Bradman Best says watching the Gold Coast win that helped push Newcastle into a wooden-spoon fight last season still burns. The Knights centre said the Titans' surge on the penultimate day of the 2025 regular season, and the pain that followed, has given Newcastle a sharper edge before they meet again in Magic Round.
"It lit a fire in my belly," Best said, reflecting on a run that saw Newcastle enter the final round of 2025 trying to avoid last place. The Knights needed to beat Parramatta or hope the Titans lost, but Gold Coast's upset of Wests Tigers leapfrogged Newcastle and Parramatta then hammered Adam O'Brien's side 66-10 in the coach's final game in charge.
The result left Newcastle with only one weekend in last place during 2025, but it was the one that mattered most. Best called it disappointing and said it was the easy option to think the Titans would do the work for them. "Then when they won and then we had to play and we lost, it was hard," he said.

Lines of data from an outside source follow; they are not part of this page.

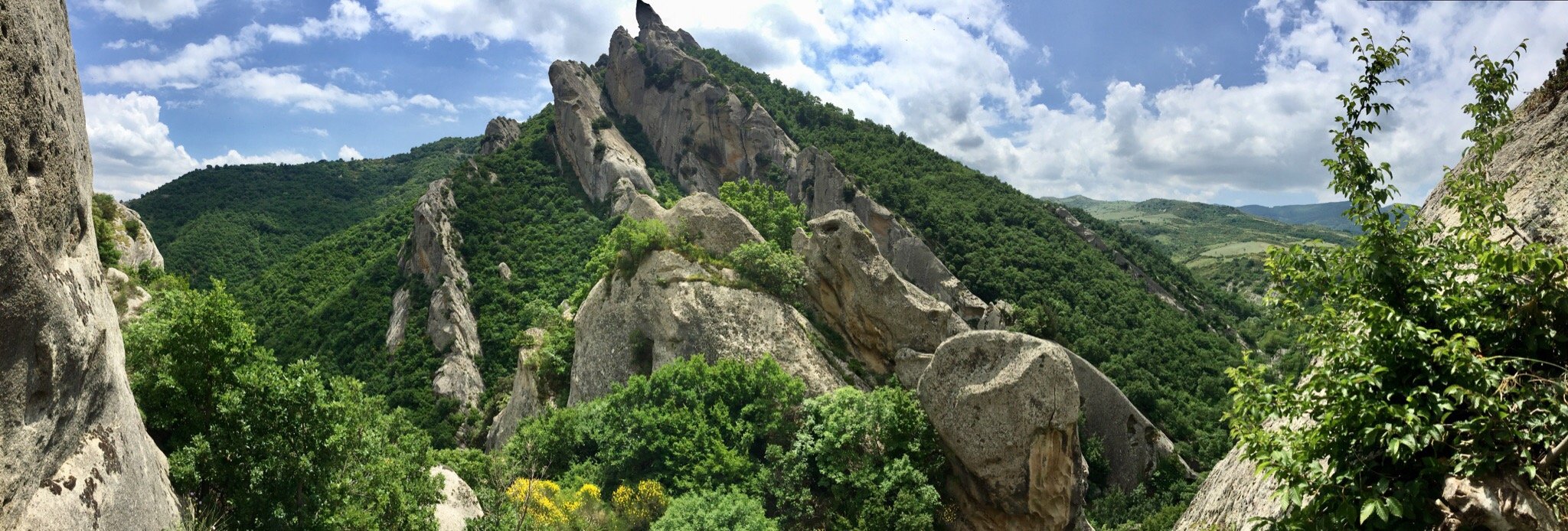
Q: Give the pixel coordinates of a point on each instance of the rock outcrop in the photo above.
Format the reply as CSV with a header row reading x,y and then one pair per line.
x,y
703,220
1536,155
77,454
1132,444
671,309
499,134
456,503
707,137
526,399
134,240
432,256
1005,406
861,296
586,137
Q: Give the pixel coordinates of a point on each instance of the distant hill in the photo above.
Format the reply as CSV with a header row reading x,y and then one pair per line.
x,y
1223,245
1328,215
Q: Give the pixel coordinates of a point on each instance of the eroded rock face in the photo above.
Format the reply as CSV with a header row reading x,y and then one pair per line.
x,y
589,140
1132,444
864,300
432,256
77,454
499,134
526,399
139,248
1005,406
459,502
1537,157
671,309
709,223
707,137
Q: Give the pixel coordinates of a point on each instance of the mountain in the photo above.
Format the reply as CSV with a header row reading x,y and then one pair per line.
x,y
1222,245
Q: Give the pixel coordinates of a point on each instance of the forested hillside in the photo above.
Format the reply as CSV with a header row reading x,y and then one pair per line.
x,y
1005,246
234,221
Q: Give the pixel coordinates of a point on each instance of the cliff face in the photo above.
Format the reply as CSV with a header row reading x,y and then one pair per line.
x,y
77,454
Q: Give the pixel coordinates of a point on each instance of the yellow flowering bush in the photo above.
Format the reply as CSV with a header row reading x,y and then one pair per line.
x,y
642,505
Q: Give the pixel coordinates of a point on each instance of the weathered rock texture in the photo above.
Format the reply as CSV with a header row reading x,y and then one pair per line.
x,y
707,137
76,451
701,218
1005,406
589,138
526,399
864,300
671,309
134,248
432,256
456,503
1132,444
1537,157
499,134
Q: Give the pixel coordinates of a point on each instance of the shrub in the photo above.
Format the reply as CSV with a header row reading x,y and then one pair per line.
x,y
769,210
715,510
861,461
773,270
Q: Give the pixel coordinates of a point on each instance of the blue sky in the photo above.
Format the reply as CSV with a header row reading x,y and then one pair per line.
x,y
1217,101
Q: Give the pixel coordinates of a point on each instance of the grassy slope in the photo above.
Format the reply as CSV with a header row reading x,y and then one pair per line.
x,y
1004,246
234,221
1222,245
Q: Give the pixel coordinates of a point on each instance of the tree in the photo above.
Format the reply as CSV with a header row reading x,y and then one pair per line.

That memory sits behind a very different start under Justin Holbrook. Newcastle have six wins from their first 10 games despite injuries to Fletcher Sharpe, Kalyn Ponga, Dylan Brown, Tyson Frizell and Dylan Lucas across the first 10 weeks of the season. The Titans, meanwhile, entered round 11 in second-last spot, another reminder of how quickly the ladder can turn.
Best said the Knights spoke openly after the 2025 collapse and made a promise that there would not be a repeat in 2026. "We just don't want to be in that position ever again," he said. "It was disappointing stuff, but you definitely want to re-write that and do better for the club, community and for ourselves."
He said the wooden spoon carried a wider sting than points on a ladder. "It's tough when you get the wooden spoon, not only for yourself but your family," Best said. "You bring everyone into it. There's a bit of an effect with that. You definitely want to change that."
That is why Sunday's Magic Round clash matters to Newcastle beyond the two points on offer. Best will miss the game with a calf injury, but the mood around the Knights has shifted from survival to proof, and the next test comes against the same club that helped drag them into the mire a year ago.